Caritas Lebanon
- Established: 1976
- Type: Nonprofit
- Headquarters: Dr Youssef Hajjar Street, Sin el Fil
- Location: Beirut, Lebanon;
- Coordinates: 33°52′03″N 35°32′21″E﻿ / ﻿33.86748°N 35.53905°E
- Origins: Catholic Social Teaching
- Region served: Lebanon
- Fields: social work, humanitarian aid, advocacy
- President: Fr. Michel Abboud
- Main organ: board of directors
- Affiliations: Caritas MONA, Caritas Internationalis
- Website: www.caritas.org.lb

= Caritas Lebanon =

Lebanese social welfare, humanitarian and development agency

Caritas Lebanon (Arabic: كاريتاس لبنان, French: Caritas Liban) is a Catholic Lebanese nonprofit organisation, established in 1976. It is the official aid organisation of the Catholic Church in Lebanon and implements social welfare services and provides humanitarian aid. It is one of the best-known and largest NGOs in the country and a member of Caritas Internationalis and Caritas MONA.

== Background ==

Caritas Lebanon's predecessor was established in 1972 by Elie Mamery, a Lebanese Jesuit in Sidon in the south of the country. The initial activities included distribution of primary care items, such as medicines and clothes to families in need in the bordering villages. In the following years, the organisation opened social centres, medical centres and mobile clinics, which became even more important with the outbreak of the Lebanese Civil War (1975–1990) and the displacement of people it provoked.

In 1976, the organisation took its current name and the bishops and patriarchs of the Catholic Church in Lebanon formally recognized Caritas as the socio-pastoral organ of the Church in Lebanon.

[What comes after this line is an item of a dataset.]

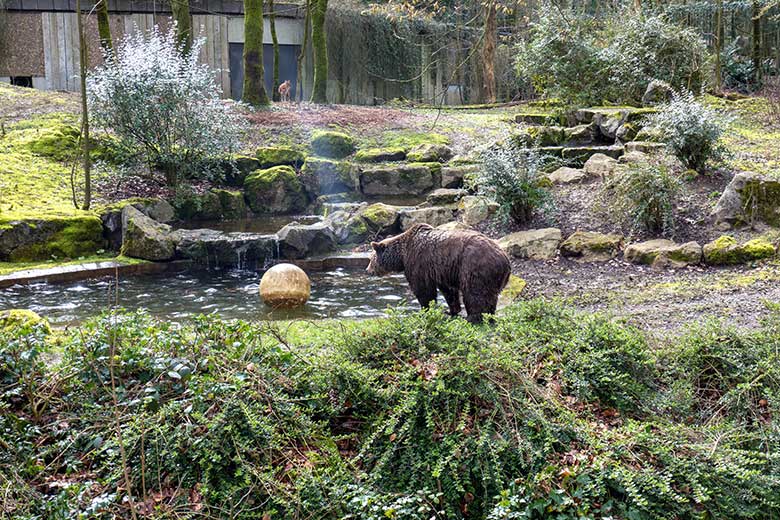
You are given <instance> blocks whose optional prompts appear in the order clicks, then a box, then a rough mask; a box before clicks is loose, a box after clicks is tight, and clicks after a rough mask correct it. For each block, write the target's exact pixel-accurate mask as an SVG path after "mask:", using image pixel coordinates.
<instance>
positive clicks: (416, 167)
mask: <svg viewBox="0 0 780 520" xmlns="http://www.w3.org/2000/svg"><path fill="white" fill-rule="evenodd" d="M437 171H438V173H439V175H440V174H441V164H439V163H412V164H392V165H382V166H376V167H372V168H366V169H364V170H363V171H362V172H361V173H360V187H361V191H362V192H363V194H364V195H368V196H382V195H422V194H423V193H425V192H427V191H429V190H431V189H432V188H433V187H434V185H435V179H436V178H437V177H436V176H435V172H437ZM438 178H439V179H440V178H441V177H438Z"/></svg>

Caritas Lebanon's network of 60 health and social centres spans across a large part of the country, providing services to both the local population and refugees alike. In addition, its mobile clinics travel up and down the country, especially in rural areas.

Since the 1990s, Caritas Lebanon has also specialised on supporting migrants and advocating for migrant rights within Lebanon. The Caritas Lebanon Migrant Center (CLMC) assists thousands of migrants every year through services such as psychosocial support, counselling, social assistance, medical aid, legal aid, training, and shelter.

Following the Lebanese liquidity crisis and the subsequent economic downturn, there has been a significant rise in the number of individuals seeking assistance from Caritas.